The research conducted at the Senseable City Lab has produced many exciting findings. For one, using the public data of the 150 million taxi trips that take place in New York, they found that only ten taxis cover a third of Manhattan’s streets daily. “Thus, by attaching inexpensive sensors to crowd-sourced urban vehicles, we can capture hyper-local measurements across a large portion of a city,” says Ratti. The lab has also utilized 50 million geo-tagged Weibo (a social media platform) check-ins as a measurement of social activity in specific locations.

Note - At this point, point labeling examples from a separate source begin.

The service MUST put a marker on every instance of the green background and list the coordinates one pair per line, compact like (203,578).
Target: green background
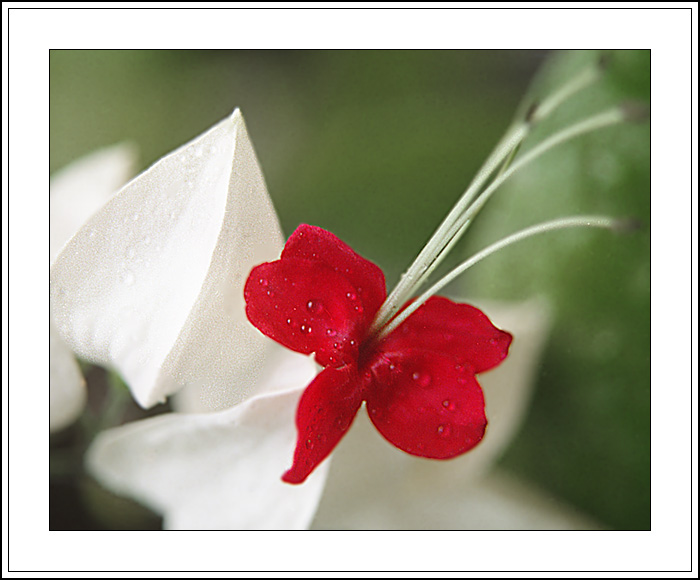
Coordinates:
(376,146)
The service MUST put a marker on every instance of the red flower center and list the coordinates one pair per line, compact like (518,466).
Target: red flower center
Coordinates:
(418,382)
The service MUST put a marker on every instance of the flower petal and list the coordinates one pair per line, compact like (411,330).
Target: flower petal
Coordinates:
(426,404)
(304,305)
(459,331)
(371,485)
(314,243)
(67,392)
(77,192)
(153,284)
(326,411)
(216,470)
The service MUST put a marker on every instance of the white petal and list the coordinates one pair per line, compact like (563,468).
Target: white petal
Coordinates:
(216,470)
(78,190)
(365,466)
(153,284)
(67,393)
(498,501)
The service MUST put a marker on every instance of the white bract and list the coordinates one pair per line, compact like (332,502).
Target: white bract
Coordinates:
(152,286)
(76,193)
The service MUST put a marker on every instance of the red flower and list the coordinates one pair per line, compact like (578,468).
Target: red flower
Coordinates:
(419,381)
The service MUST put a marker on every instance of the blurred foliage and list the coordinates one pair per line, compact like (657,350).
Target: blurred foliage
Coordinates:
(376,146)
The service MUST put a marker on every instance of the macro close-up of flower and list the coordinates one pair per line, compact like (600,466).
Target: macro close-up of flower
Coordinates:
(273,327)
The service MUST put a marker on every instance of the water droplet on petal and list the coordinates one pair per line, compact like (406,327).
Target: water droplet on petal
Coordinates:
(443,430)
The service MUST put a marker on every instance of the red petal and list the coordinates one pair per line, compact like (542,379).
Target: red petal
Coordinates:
(314,243)
(459,331)
(426,404)
(325,412)
(303,305)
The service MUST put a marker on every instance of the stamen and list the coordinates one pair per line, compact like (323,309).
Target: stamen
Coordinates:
(457,222)
(558,224)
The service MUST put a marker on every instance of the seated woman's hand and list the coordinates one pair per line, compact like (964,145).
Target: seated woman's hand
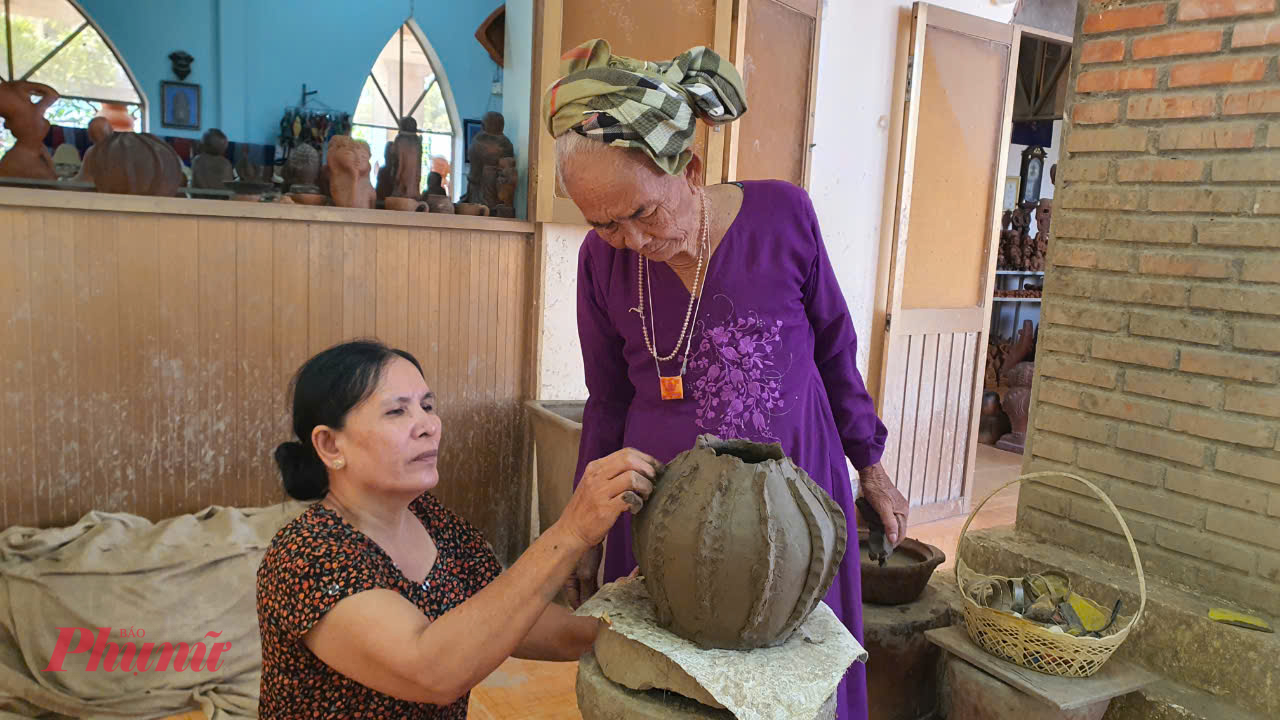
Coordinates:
(609,486)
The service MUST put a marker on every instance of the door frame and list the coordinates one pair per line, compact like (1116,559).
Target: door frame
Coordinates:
(899,177)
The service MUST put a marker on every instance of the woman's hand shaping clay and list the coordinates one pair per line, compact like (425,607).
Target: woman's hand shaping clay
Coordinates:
(609,486)
(876,486)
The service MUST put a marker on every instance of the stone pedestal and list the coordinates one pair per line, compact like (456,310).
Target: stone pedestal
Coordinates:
(977,696)
(904,668)
(600,698)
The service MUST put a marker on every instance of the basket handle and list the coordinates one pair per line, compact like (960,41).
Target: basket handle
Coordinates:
(1124,527)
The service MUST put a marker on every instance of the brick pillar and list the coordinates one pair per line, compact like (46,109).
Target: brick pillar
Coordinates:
(1159,354)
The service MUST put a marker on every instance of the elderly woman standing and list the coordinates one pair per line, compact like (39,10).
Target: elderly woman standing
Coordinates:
(705,309)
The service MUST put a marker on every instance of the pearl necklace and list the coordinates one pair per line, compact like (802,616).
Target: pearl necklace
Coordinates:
(672,387)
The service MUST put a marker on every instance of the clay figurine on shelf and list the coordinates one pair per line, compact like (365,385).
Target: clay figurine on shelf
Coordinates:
(28,158)
(135,163)
(408,160)
(993,423)
(210,169)
(1018,372)
(720,513)
(67,162)
(487,149)
(435,196)
(348,172)
(440,168)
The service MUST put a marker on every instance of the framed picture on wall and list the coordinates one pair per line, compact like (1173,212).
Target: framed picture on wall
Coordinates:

By correlating this data with the daily pollutant records for 251 cities, the lab found that urban activities are uniquely affected by air pollution. “For instance, we found a greater effect on locals’ activities [compared] to visitors and on locals’ leisure activities compared to work activities,” says Ratti. 

In addition to these projects, Ratti’s lab is currently working on two projects entitled “AI Station” and “Tasty Data.” The “AI Station” is a collaboration with the Société Nationale des Chemins de Fer (SNCF) Gares & Connexions at the Gare de Lyon train station in Paris. This project studies the digital footprint that people leave in spaces to better understand passenger behavior, with the end goal of improving their experience at train stations. The data collected consisted of Wi-Fi information from the 100 million passengers that pass through the Gare de Lyon train station annually. The Wi-Fi data was used as a digital footprint to aid in understanding the behavior of passengers in train stations. 

The “Tasty Data” project utilizes restaurant data to make predictions about local socioeconomic factors. Restaurant data included ratings, cuisine types, and more, and was provided by Dianping, the Chinese version of Yelp. The lab built a model that takes in this restaurant data and predicts factors like daytime and nighttime populations, company presence, and spending amounts. These predictions were calculated across 9 cities in China to compare their socioeconomic attributes.

In light of the increasing availability of globally representative data, Ratti is hopeful about the future of the lab; “As digital technologies are pervasive, as well as urbanization, we see the lab working more and more in problems that present global patterns — and this can help us to address urban problems that happen everywhere.”